Exploiting novel antiviral immune responses

Studies of antiviral humoral immunity are dominated by neutralization. However, within a host viruses spread cell-to-cell, which avoids this activity. Thus, antibodies that bind cell-surface viral antigens and activate antibody-dependent cellular cytotoxicity (ADCC) become critical. Entry glycoproteins are assumed to be optimal targets for both neutralizing and ADCC activity. However, when we developed novel techniques to measure proteome-wide ADCC, we found that entry glycoproteins are poor ADCC targets. Instead, non-structural proteins are dominant targets. Thus, the induction of neutralisation and ADCC requires different strategies. By focusing on entry glycoproteins, current vaccines fail to provide maximal protection against certain viruses. By focusing on non-structural antigens, we generated the first antibodies capable of promoting immunological control of HCMV.

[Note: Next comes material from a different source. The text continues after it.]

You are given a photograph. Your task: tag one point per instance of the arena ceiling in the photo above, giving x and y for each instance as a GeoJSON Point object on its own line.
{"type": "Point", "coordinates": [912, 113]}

We, therefore, propose that non-structural ADCC is an important component of protection, and provides a novel route to enhance antiviral strategies. However, it also reveals fundamental gaps in our understanding – we do not know what determines ADCC potency. We, therefore, seek to understand the protective capacity of non-structural ADCC in disease, how it can be exploited to enhance next-generation therapeutics, and what determines the induction of robust ADCC, as the basis to systematically exploit ADCC against other and future virus threats.